Another freezing night but we were up relatively early to get ourselves and Bertha ready for today’s Coddiwompling adventure!
After a quick stop at the local IGA for milk and fruit, we headed back into Alice Springs and turned West on Larapinta Drive. We passed John Flynn’s Grave and Simpsons Gap that we had visited previously in the hire car, and from then on we were in new territory.
The scenery here, through the West MacDonald Ranges, with the different rock formations is truly amazing.
First stop for the day was at Standley Chasm. The aboriginal name for this place is Angkerle Atwatye and it is described as a truly unique outback experience. The chasm has been gouged through tough sandstone rock by floods that, over untold millions of years, have surged through a narrow tributary of the Finke River system. The result is a deep cleft in the West MacDonald Ranges.
There are some spectacular walks into the chasm but although the sun was out is was still very cold so we decided to forgo exercise for a coffee at the Café. We did tramp through the Chasm last time we were here.
The cafe is a big and welcoming place, with chooks running everywhere. Unfortunately all the spots near the fire were taken before we got there, but we definitely enjoyed our coffee. There are a number of powered and unpowered camping sites here but it would be definitely first in first served.
Back on Larapinta Drive we came to a turn-off which forced us to make a decision whether to continue to Hermannsburg or turn off towards Glen Helen. We chose Glen Helen as we visited Hermannsburg last time we were here. According to our map there were several more places to stop and explore on Namatjira Drive on the way to Glen Helen, with not so many options if we were to go to Hermannsburg.
The first turn-off we came to was to Owen Springs but as we slowed and got ready to turn off we could see that it was a dirt road, so we chose to stay on the black-top rather than risk any damage to Bertha. The next road, to Ellery Creek, was also unmade and looked even more like a 4WD road, so we continued along Namatjira Drive.
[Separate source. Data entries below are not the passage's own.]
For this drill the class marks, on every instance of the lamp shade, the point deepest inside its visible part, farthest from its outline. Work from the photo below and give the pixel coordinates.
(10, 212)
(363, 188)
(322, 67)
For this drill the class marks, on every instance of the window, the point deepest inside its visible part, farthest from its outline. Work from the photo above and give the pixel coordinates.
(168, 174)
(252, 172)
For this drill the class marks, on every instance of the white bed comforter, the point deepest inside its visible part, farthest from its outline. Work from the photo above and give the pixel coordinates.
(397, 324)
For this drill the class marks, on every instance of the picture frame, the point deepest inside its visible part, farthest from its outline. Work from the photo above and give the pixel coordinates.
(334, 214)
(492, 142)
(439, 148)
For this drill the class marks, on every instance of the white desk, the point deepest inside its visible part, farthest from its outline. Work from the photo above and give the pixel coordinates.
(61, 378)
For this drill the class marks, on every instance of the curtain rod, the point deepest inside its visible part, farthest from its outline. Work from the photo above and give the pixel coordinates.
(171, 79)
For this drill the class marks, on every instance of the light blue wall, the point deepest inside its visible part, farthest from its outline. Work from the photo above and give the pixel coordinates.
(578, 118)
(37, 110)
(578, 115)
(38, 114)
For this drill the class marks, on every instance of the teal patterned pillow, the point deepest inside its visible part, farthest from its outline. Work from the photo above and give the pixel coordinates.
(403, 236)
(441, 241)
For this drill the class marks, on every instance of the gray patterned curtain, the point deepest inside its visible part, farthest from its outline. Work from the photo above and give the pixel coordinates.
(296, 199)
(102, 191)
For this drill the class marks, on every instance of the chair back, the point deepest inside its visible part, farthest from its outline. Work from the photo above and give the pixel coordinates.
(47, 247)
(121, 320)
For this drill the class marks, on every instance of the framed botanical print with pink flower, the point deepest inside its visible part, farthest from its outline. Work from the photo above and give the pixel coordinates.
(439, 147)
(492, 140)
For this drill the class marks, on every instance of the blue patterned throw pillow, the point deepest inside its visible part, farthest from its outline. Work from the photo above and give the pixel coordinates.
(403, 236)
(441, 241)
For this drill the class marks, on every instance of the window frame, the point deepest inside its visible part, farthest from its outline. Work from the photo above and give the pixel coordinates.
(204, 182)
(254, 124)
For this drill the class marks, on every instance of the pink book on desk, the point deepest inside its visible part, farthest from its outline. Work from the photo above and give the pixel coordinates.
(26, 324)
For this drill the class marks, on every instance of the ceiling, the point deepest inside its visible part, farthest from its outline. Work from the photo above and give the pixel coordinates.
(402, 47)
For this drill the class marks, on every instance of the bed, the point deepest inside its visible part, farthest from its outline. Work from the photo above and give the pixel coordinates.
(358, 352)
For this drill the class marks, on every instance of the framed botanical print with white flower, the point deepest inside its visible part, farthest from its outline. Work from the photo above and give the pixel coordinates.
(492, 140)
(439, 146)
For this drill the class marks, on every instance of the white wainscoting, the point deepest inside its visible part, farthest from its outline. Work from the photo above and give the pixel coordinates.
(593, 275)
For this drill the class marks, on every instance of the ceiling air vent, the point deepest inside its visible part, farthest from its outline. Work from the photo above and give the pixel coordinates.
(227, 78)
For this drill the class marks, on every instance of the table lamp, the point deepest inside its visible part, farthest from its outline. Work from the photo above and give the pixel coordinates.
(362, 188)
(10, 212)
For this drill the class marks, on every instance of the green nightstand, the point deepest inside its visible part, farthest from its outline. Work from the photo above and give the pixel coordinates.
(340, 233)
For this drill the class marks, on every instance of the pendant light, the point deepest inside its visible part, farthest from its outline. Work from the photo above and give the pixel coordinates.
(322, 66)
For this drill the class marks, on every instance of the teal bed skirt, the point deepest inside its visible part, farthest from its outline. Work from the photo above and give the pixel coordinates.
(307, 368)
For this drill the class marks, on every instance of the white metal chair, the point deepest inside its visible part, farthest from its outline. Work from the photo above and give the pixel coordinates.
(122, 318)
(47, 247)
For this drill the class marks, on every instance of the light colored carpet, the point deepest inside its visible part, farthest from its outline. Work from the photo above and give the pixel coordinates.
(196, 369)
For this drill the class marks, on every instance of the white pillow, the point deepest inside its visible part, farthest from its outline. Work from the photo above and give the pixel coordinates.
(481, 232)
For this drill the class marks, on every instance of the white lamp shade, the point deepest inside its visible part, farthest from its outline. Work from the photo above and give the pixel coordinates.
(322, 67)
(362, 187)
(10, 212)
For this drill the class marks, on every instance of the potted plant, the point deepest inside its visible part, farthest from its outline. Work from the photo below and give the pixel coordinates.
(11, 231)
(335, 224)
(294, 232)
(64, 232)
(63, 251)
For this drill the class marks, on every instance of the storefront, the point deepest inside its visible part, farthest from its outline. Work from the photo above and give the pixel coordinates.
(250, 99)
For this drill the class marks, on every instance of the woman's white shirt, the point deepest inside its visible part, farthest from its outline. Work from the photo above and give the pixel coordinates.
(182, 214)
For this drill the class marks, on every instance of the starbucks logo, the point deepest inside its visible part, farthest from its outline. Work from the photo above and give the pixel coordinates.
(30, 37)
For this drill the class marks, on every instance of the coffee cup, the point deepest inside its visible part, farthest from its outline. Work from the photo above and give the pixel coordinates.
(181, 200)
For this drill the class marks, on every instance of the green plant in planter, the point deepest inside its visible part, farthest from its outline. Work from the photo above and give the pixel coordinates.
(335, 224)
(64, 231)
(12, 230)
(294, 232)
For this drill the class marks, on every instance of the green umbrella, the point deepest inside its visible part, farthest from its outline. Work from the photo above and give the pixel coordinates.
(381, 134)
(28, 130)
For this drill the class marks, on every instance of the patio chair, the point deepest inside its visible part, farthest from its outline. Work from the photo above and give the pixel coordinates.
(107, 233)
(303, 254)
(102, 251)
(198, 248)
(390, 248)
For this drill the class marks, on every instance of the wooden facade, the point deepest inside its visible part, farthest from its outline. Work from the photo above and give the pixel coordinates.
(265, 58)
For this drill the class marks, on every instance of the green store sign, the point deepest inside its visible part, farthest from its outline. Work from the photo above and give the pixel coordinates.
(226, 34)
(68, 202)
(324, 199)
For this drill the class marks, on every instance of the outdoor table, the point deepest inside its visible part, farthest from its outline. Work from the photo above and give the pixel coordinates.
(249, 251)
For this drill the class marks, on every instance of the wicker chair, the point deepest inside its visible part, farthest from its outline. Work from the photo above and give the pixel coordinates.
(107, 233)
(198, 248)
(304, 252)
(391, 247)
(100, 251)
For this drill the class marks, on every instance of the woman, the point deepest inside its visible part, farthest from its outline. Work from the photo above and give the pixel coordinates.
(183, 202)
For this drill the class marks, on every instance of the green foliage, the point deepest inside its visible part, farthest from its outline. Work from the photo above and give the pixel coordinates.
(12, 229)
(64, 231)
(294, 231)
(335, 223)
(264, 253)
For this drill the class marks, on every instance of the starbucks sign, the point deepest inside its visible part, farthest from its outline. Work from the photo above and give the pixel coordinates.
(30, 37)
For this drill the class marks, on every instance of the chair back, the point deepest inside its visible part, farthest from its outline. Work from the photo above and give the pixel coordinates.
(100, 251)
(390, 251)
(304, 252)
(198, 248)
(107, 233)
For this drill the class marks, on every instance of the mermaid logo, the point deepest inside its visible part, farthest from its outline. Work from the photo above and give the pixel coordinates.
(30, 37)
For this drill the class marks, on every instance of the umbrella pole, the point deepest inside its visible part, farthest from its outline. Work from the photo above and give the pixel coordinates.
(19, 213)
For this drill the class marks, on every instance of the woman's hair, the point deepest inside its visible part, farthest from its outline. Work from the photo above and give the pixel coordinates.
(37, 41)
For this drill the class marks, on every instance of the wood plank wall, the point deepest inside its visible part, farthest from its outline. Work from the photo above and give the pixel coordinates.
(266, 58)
Serpentine Gorge sounded interesting, but again it was a dirt road, and Serpentine Chasm was signposted as being suitable for 4 wheel drives only. All in all we were a bit disappointed!
The next turn-off was to the Ochre Pits, and this was OK – it was a proper made road. By now though our sense of adventure was somewhat diminished so we continued on, noting that we might come back this way and turn off then.
Ormiston Gorge was the next turn-off and it is a good made road and we definitely want to go there. We were so close to Glen Helen though that we decided to get to Glen Helen and book in for the night. We could decide later what exploring we really felt up to.
Two things immediately struck us on arriving at Glen Helen Homestead Lodge (sometimes known as Glen Helen Resort): the amazing views right in front of us, and the flies! This place describes itself as ‘an oasis in the desert’ but it probably isn’t our idea of a resort. There are a number of different accommodation options available, including rooms in the historic homestead. The Namatjira Restaurant is pretty up-market and has won a wide range of awards. There are tours available here, including helicopter flights, and there is a swimming pool.
We parked Bertha facing the views. There is only a limited number of sites here and as a result they are on the small side. We connected to power, but the water is very salty and undrinkable so we didn’t connect and relied on our water tank.
Once set-up we wandered down to the Homestead. There is a reception area here with a gift shop and licensed café. It looked very welcoming on the terrace outside overlooking Glen Helen Gorge and the ancient Finke River, so we stayed and had a delicious lunch washed down with a cool beverage, outside, in the sun.
The experience was overwhelming – we really felt as though we were as one with nature! After lunch we just sat there taking in the views before heading off on a walk along the river bed to the swimming hole at the gorge. The views walking along the river were amazing. It was also interesting to see river debris left in trees over 2 metres above where we were walking, so there must have been floods or heavy rains not too long ago. Given the width of the river banks, that would be a huge volume of water!
At the gorge itself, the water is incredibly clear, and cold. We could see plenty of small fish swimming around. We could also see an orange life-saving ring which seemed a little out of place on first sight, but perfectly logical when we thought about it – this is a place for swimming after-all.
From the gorge we wandered back along the river bed to the café where we enjoyed a coffee on the terrace.
Finally it was time to head back to Bertha for a rest before taking off again to enjoy some scenes at sunset before settling in for the evening. No mobile phone, no internet and no TV, so we will catch up with some reading and an early night.
We’ll explore Ormiston Gorge tomorrow!